L'homme nouveau, même repeint aux couleurs du pacifisme, n'existe pas. Un grand nombre d'entre nous sont de la génération qui a vu le jour après la Deuxième Guerre mondiale et à qui l'on a répété, et qui ont répété eux-mêmes: "Jamais plus, plus de massacres systématiques, plus d'épuration ethnique." Pourtant, ce qui était inimaginable, en tous les cas en Europe pendant quarante ans, s'est produit en juillet 1997, à 1000 kilomètres de chez nous, à Srebrenica où l'on a massacré 7000 à 8000 personnes, devant un bataillon de l'ONU en armes, paralysé par les intrigues des cabinets ministériels occidentaux.

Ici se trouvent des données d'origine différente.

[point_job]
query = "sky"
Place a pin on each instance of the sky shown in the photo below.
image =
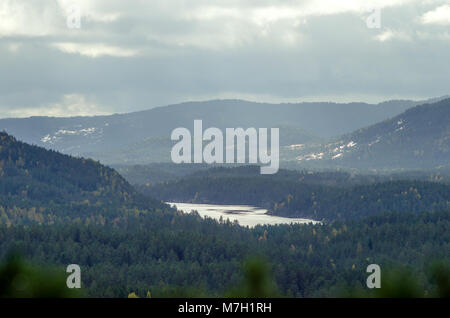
(92, 57)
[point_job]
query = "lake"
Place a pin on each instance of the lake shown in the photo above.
(246, 215)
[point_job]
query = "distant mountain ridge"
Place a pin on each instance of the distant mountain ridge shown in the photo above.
(418, 138)
(114, 134)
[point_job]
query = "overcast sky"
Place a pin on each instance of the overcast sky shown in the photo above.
(132, 55)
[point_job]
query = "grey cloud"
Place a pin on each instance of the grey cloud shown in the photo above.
(181, 57)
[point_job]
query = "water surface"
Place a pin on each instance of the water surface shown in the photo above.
(246, 215)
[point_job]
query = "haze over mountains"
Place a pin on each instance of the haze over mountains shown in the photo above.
(317, 134)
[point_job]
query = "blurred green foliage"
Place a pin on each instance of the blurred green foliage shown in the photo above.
(19, 279)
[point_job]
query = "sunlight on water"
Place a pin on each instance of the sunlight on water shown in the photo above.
(246, 215)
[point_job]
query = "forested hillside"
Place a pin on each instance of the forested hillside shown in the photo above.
(47, 186)
(57, 210)
(178, 256)
(419, 138)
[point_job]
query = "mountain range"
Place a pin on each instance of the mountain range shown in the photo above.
(417, 138)
(394, 134)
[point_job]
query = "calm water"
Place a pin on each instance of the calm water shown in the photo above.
(246, 215)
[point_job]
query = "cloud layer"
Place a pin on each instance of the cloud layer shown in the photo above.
(132, 55)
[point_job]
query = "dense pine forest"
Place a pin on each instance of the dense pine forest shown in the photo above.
(57, 210)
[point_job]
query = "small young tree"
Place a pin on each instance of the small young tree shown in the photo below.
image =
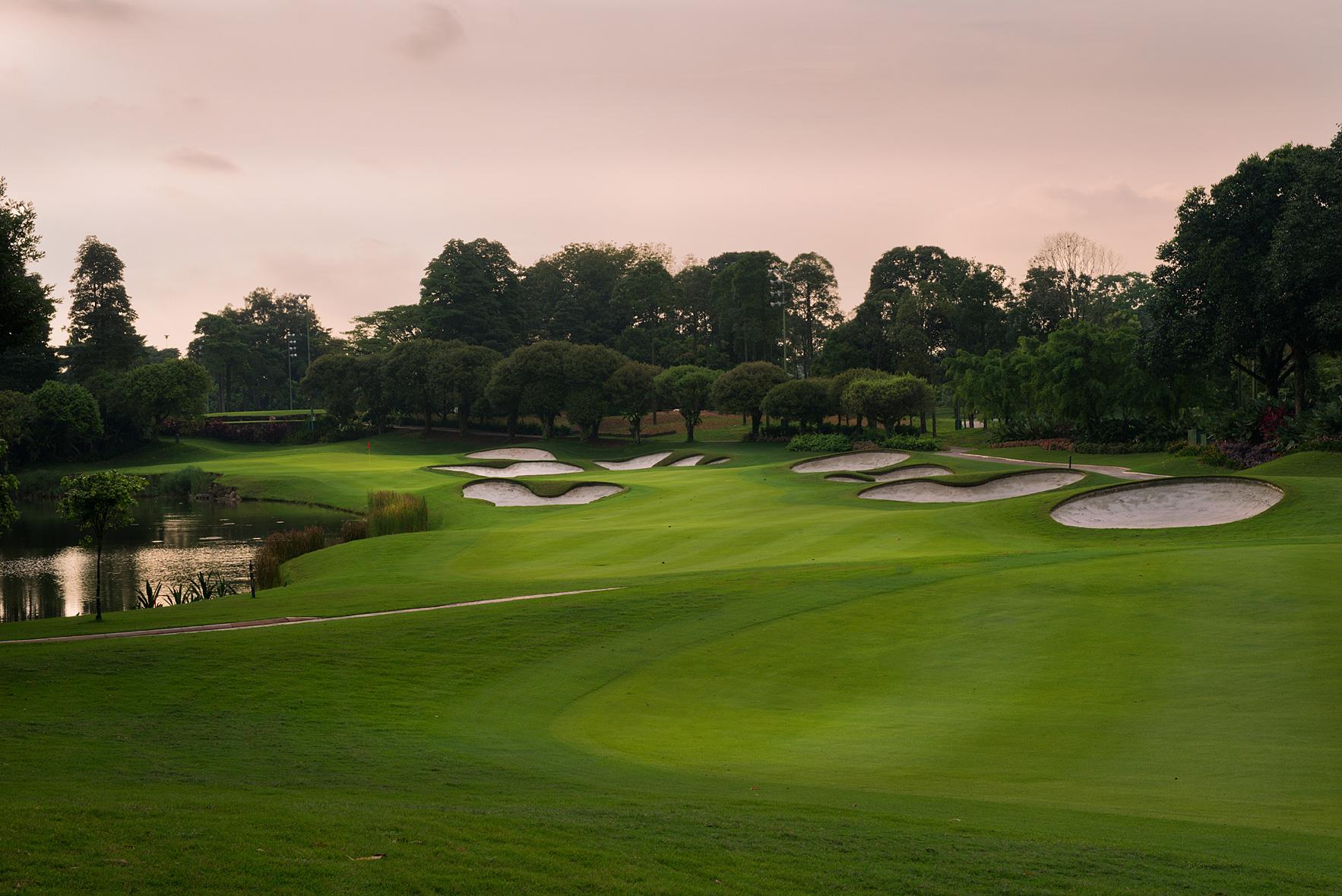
(100, 503)
(744, 387)
(686, 388)
(806, 401)
(634, 394)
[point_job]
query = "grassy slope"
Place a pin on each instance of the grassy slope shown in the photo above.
(795, 690)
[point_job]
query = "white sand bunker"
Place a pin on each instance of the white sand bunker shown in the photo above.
(518, 495)
(1018, 486)
(638, 463)
(518, 470)
(917, 471)
(858, 461)
(1170, 503)
(511, 454)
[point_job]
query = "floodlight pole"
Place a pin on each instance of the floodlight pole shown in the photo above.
(312, 408)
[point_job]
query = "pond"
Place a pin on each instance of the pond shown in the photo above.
(46, 571)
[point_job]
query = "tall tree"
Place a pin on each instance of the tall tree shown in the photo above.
(100, 503)
(26, 306)
(259, 352)
(384, 331)
(632, 394)
(175, 388)
(814, 301)
(1251, 274)
(471, 293)
(469, 369)
(744, 387)
(646, 296)
(688, 389)
(103, 324)
(65, 422)
(587, 368)
(8, 486)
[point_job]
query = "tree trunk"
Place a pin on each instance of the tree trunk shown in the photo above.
(97, 584)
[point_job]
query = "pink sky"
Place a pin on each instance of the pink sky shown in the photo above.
(333, 147)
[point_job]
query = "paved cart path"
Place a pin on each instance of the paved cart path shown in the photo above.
(296, 620)
(1118, 473)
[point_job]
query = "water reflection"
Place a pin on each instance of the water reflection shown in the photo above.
(45, 570)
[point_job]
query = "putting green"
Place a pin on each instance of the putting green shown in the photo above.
(791, 691)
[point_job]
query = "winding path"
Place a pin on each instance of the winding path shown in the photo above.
(296, 620)
(1118, 473)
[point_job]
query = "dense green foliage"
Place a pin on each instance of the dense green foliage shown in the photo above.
(98, 503)
(26, 306)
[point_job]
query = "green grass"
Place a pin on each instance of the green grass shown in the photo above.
(792, 691)
(264, 415)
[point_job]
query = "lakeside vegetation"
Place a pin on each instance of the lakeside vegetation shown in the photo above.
(951, 698)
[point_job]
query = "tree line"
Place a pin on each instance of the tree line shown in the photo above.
(1242, 313)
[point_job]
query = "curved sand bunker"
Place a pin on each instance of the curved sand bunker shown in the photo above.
(511, 454)
(1018, 486)
(917, 471)
(858, 461)
(514, 471)
(518, 495)
(638, 463)
(1170, 503)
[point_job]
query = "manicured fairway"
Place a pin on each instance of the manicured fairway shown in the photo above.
(792, 691)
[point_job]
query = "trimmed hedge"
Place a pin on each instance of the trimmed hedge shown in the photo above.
(828, 443)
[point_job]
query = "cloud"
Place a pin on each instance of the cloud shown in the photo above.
(201, 161)
(439, 30)
(97, 11)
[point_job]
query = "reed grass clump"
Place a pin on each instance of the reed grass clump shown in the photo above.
(352, 530)
(280, 547)
(392, 513)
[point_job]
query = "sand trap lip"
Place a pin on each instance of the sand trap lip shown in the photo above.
(643, 462)
(855, 462)
(1170, 503)
(917, 471)
(514, 471)
(518, 495)
(511, 454)
(1011, 486)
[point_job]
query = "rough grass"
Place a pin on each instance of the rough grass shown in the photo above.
(793, 691)
(391, 513)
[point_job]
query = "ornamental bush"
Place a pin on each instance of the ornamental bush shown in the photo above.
(830, 443)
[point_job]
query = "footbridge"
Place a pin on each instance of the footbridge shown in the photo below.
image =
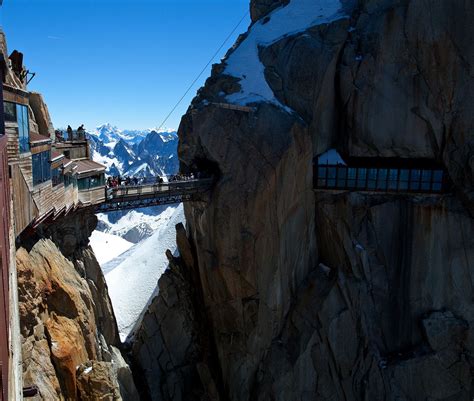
(152, 193)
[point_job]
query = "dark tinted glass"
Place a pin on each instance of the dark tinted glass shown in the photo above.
(331, 177)
(415, 179)
(10, 111)
(341, 177)
(382, 179)
(372, 178)
(393, 179)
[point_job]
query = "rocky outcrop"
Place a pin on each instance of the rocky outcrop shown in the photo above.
(171, 348)
(41, 113)
(67, 322)
(337, 296)
(260, 8)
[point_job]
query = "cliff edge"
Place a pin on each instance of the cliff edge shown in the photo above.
(323, 295)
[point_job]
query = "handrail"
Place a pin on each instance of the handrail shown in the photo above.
(129, 196)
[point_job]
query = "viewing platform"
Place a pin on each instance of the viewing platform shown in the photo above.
(392, 175)
(151, 193)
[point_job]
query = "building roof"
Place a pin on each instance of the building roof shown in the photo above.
(56, 155)
(88, 166)
(37, 138)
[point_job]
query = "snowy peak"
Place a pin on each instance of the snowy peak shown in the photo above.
(135, 153)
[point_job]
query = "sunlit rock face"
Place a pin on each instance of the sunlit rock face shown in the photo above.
(337, 296)
(68, 327)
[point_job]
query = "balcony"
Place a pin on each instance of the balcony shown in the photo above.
(379, 175)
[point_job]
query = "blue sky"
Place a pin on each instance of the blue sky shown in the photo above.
(126, 62)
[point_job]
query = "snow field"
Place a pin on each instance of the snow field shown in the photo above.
(133, 278)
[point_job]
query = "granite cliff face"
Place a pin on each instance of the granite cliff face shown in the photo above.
(69, 333)
(324, 296)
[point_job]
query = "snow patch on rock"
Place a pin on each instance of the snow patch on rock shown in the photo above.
(244, 62)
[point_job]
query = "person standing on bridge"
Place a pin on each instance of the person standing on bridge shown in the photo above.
(69, 133)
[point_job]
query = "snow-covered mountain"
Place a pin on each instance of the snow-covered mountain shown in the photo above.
(132, 272)
(134, 152)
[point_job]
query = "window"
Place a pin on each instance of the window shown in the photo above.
(361, 178)
(91, 182)
(341, 177)
(415, 176)
(382, 179)
(393, 179)
(18, 113)
(57, 177)
(351, 177)
(331, 176)
(403, 180)
(23, 128)
(322, 171)
(10, 111)
(372, 178)
(41, 167)
(426, 180)
(438, 180)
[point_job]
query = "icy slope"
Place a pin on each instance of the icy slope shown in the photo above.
(108, 246)
(133, 278)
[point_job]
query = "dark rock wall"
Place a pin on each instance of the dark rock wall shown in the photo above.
(313, 296)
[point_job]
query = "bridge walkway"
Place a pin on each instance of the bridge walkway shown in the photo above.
(153, 194)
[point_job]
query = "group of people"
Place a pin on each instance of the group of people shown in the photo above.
(117, 181)
(71, 135)
(182, 177)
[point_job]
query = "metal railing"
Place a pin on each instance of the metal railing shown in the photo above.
(145, 195)
(4, 265)
(380, 179)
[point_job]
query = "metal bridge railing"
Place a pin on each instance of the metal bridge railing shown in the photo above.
(134, 196)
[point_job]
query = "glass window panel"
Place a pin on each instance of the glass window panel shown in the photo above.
(426, 180)
(403, 185)
(438, 175)
(37, 174)
(382, 179)
(341, 177)
(426, 175)
(393, 179)
(351, 173)
(83, 184)
(415, 179)
(56, 177)
(404, 174)
(371, 178)
(10, 111)
(351, 177)
(46, 166)
(361, 177)
(23, 128)
(331, 177)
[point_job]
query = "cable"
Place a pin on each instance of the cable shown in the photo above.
(202, 72)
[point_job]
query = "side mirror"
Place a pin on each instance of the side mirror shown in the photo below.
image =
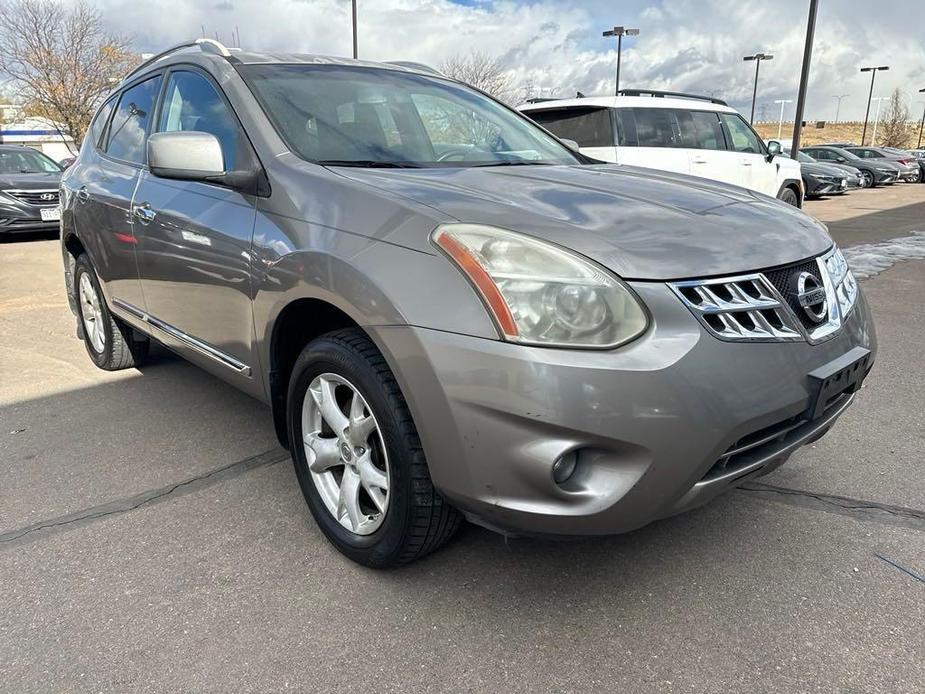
(185, 155)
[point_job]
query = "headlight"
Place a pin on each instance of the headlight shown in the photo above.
(541, 294)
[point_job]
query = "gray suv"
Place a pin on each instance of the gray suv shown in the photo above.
(450, 313)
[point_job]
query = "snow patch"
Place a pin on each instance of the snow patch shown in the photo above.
(870, 259)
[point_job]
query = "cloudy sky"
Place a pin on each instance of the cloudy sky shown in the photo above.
(556, 45)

Y a-t-il plus épouvantable et plus flagrante démonstration que la répétition incantatoire, pendant des décennies, de regrets et d'amendements pour les égarements passés, ne transforme pas l'homme, qui reste soumis à des instincts violents que les phénomènes de groupe et de masse exacerbent?

La prévention de la violence passe par la connaissance mutuelle des groupes sociaux, ethniques, linguistiques entre eux. Les initiants le disent. Cependant, ils ignorent de manière méprisante le rôle fondamental de liant de la cohésion nationale qu'a joué jusqu'à ce jour la conscription obligatoire et l'armée de milice de notre pays. La cohésion, la connaissance et le respect mutuels, malgré la diversité des caractéristiques des citoyens de ce pays, doivent beaucoup au partage de la "boîte de singe", sous la pèlerine d'assaut, entre le directeur de banque, le paysan de montagne et l'enseignant issus de cantons de langues et de religions différentes. Ce n'est pas une image d'Epinal et, en tous les cas, c'est une image moins trompeuse que celle de l'homme nouveau, ceint de rameaux d'olivier.

Nous aurons, après le rejet de cette initiative par le peuple, l'occasion de revenir, dans le débat sur "Armée XXI", sur le rôle structurant essentiel de l'armée de milice pour la cohésion nationale. L'armée, la formation militaire sont garantes de la prévention des pires excès lors des conflits. Les initiants sont-ils aveugles pour ne pas voir que les pires atrocités sont commises, lors de conflits, par des mouvements de populations civiles armées à la va-vite et manipulables à merci? Regardons le Congo, le Timor oriental, l'ex-Yougoslavie et soyons lucides pour voir que le simple déguisement de soldats ne témoigne pas d'une formation militaire.

Aujourd'hui, nous devons dire aux initiants: "Nous avons compris votre message. Nous savons que 2 à 3 pour cent du corps électoral souscrivent à votre illusion, ce qui nous vaudra de continuer à voter tous les cinq à dix ans sur la suppression globale ou par tranches de l'armée. Mais il ne suffit pas que vous répétiez incessamment une conception erronée pour qu'elle devienne adéquate." Une analyse réaliste des défis et des confrontations d'intérêts au sein de la communauté planétaire postulent que nous nous engagions davantage pour la paix et pour remédier aux conséquences des conflits. Et là, nous nous retrouvons avec M. Cuche: une armée de milice performante est un des moyens adéquats pour prévenir et remédier aux conséquences des conflits. Nous avons à l'engager davantage encore dans ce domaine, et les moyens prônés par les initiants ne sont que des moyens complémentaires à une telle action.

C'est la raison pour laquelle, au nom du groupe libéral, nous ne pouvons que vous inviter à suivre la proposition de la majorité de la commission et à rejeter l'initiative populaire.